FIPO Algorithm Boosts LLM Mathematical Reasoning
- •FIPO improves credit assignment by weighting tokens based on their influence on the subsequent reasoning path
- •Reasoning chain length increased from 4,000 to over 10,000 tokens on the Qwen2.5-32B model
- •Model achieved 58% on AIME 2024, outperforming specialized competitors like o1-mini and DeepSeek-R1-Zero-Math
Current reinforcement learning methods for language models often struggle with "credit assignment," the difficult task of determining which specific words or steps in a long explanation actually led to the correct answer. Traditional systems often treat an entire sequence of reasoning as a single unit, rewarding every word equally regardless of its logical importance.
Researchers have introduced FIPO (Future-KL Influenced Policy Optimization) to solve this by identifying "critical logical pivots" within a model's output. By calculating the real-time influence of every token on the subsequent reasoning path, FIPO can precisely reinforce smart logical moves while suppressing repetitive fillers. This creates a granular feedback system, allowing the model to understand the value of its individual thoughts rather than just the final outcome.

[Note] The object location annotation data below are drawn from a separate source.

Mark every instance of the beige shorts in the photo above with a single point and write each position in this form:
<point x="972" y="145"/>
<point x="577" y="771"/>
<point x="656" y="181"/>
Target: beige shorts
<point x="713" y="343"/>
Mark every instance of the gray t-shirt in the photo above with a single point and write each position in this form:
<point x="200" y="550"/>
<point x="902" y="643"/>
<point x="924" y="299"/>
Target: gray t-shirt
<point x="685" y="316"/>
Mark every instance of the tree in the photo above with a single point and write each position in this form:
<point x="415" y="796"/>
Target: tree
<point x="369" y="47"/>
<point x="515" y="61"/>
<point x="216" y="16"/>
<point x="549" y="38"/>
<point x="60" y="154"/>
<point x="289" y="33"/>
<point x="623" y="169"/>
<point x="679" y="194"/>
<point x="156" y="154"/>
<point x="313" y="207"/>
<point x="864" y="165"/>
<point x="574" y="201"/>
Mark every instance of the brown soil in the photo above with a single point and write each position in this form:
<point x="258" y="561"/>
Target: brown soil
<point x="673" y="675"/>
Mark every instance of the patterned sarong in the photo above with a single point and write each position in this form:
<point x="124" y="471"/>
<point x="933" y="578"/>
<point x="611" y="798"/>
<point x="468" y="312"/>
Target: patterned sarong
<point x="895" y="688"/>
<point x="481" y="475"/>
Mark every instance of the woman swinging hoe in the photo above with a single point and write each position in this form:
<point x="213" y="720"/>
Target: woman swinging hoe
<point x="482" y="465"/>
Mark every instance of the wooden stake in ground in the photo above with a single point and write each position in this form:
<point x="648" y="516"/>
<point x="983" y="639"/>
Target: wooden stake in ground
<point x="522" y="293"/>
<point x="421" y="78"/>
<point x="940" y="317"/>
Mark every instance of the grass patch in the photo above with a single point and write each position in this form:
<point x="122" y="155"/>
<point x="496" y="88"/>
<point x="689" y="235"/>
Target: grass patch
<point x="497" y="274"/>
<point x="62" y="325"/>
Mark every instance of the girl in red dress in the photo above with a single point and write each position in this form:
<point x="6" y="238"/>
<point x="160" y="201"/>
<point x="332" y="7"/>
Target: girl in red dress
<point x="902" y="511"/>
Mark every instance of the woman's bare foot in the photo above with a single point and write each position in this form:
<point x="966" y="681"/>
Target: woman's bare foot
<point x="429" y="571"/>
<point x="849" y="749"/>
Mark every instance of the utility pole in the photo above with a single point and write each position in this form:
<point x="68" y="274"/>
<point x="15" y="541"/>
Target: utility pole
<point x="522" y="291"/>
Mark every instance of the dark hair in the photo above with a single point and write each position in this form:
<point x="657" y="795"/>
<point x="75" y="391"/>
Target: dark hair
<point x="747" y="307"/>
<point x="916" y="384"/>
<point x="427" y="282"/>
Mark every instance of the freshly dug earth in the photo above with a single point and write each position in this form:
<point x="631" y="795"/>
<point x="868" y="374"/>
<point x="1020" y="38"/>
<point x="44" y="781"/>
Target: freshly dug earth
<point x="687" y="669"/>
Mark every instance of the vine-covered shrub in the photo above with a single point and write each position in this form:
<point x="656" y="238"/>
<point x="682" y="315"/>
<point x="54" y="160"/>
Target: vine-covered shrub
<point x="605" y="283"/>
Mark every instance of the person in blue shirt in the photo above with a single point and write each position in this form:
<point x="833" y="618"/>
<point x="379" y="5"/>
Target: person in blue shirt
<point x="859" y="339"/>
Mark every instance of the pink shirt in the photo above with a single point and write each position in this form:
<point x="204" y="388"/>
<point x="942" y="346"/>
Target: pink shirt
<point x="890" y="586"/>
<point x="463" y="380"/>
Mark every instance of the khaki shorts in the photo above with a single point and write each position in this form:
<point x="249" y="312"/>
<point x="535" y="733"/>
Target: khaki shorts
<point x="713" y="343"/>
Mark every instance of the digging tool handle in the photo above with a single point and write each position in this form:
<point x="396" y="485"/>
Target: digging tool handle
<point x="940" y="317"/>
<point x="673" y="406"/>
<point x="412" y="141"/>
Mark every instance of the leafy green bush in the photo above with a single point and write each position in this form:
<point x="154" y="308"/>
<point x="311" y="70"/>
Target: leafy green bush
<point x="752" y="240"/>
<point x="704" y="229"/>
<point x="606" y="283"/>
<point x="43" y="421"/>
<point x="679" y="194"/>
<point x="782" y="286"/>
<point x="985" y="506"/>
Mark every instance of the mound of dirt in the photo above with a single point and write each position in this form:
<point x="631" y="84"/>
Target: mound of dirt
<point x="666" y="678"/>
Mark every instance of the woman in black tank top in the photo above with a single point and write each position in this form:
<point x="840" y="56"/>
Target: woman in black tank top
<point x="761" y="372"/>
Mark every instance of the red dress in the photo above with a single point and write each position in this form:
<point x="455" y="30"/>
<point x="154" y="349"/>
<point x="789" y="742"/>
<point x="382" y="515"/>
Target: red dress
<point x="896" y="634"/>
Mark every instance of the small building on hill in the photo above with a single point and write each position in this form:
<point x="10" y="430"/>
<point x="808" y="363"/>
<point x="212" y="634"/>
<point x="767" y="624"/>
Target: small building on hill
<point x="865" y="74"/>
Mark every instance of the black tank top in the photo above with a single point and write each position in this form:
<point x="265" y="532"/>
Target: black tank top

When applied to the Qwen2.5-32B model, FIPO extended the average length of the model's "chain-of-thought"—the step-by-step internal reasoning used to solve problems—from 4,000 to over 10,000 tokens. The model achieved a peak accuracy of 58% on the challenging AIME 2024 mathematics benchmark, outperforming specialized models like o1-mini and DeepSeek-R1-Zero-Math-32B at similar scales.